If you’re already poor and you can’t access your local DPS office in a feasible, cost-effective way, chances are you’ll be less likely to get an approved ID than those living in richer neighborhoods who have cars. Which means you’ll be less likely to vote.
That’s cause and effect.
That also doesn’t take into account the fact that DPS offices are generally open only during regular business hours, and a lot of the working poor don’t get paid time off, meaning that an hours-long trek to their DPS office to get the ID they need also costs them a day’s pay. Again, the Lege could have provided for these folks by funding a program to reach out to people who lack ID and help them get it without going through all that, but they have shown no real interest in that. All of which leads to the inevitable conclusion.
Suppose that you were a member of a state legislature, and you drafted a new proposed law regarding voting procedures. Further suppose that as you shopped your proposed law around, everyone you met told you that the sole effect your law would have would be to suppress voting by the poor and minority voters.
Suppose you asked for second and third opinions, but again kept hearing the same thing – that whatever your law was meant to accomplish, or claimed to combat, or was at least nominally supposed to resolve, it would simultaneously utterly and completely fail to achieve that stated objective, while at the same time limiting access to the polls for minority voters.

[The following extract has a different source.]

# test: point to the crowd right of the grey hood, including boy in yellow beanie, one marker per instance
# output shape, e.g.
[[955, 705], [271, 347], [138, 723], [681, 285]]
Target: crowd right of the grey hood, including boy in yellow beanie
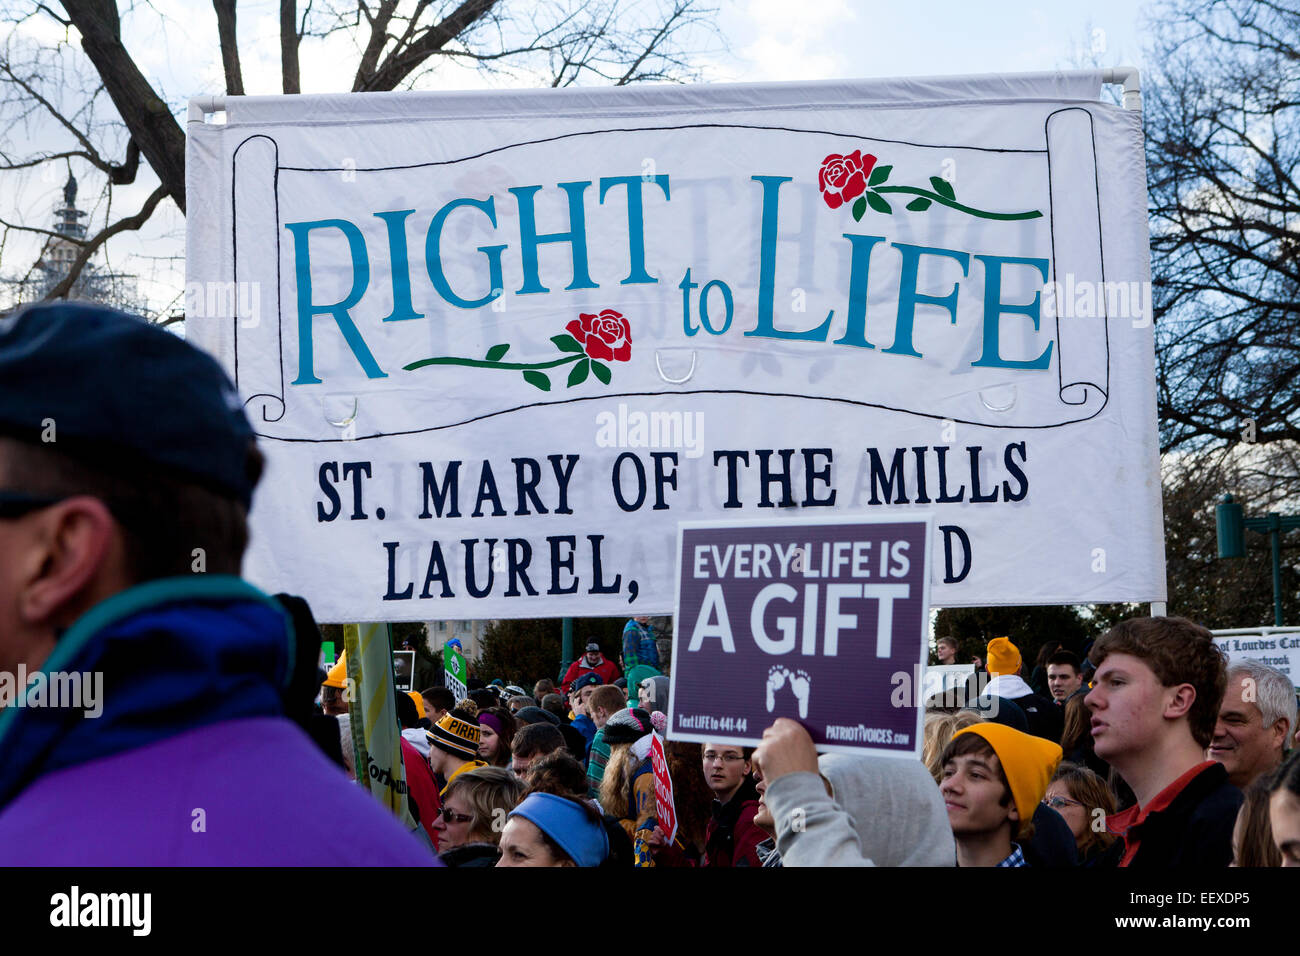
[[1150, 749]]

A law that punishes felony theft at least accomplishes the goal of punishing people who steal things. The people who are punished may be disproportionately likely to be members of a protected class, which could either be the result of social factors not considered in the drafting of the penal law, or the result of disproportionate poverty and incitements to crime that are not uniformly distributed throughout society. It could also be the result of intentional design in the penal law, but for the sake of argument, let’s assume that the law punishing theft wasn’t consciously written to disenfranchise minority groups.
In contrast, everyone who looked at the picture I.D. law before it was ever made into law said the same thing – the law addressed no actual need or concern on the part of the State, but solely accomplished one goal – limiting voting access by the poor (and disproportionately, by minorities, the elderly, and the young). That is not just an incidental consequence of the law, that is the law’s purpose, function and design. Additional picture I.D. requirements were added to the voting process in order to limit access to voting.
Everyone knows this. No one sincerely believes the alternative narrative that is offered (“voter I.D. protects against fraud”). No one on the defense believes that narrative, and (with the possible exception of some hypothetical population of credulous fools) no one in the general public believes it. The State’s attorneys have the unenviable task of dying on the hill of “electoral integrity” to salve the egos of Texas elected officials.
So if everyone (your friends, your enemies, your colleagues in the Legislature) told you the same thing, over and over again, and yet you persisted in promoting your draft law, ultimately getting it passed by a majority of like-minded self-interested legislators, wouldn’t any rational observer say that you had passed a law that was not merely accidentally or incidentally racist, but intentionally targeted at a group of voters you could not possibly hope to win over to your side?
It’s up to the judge now, and ultimately to SCOTUS. I’ll be keeping an eye on this as it goes.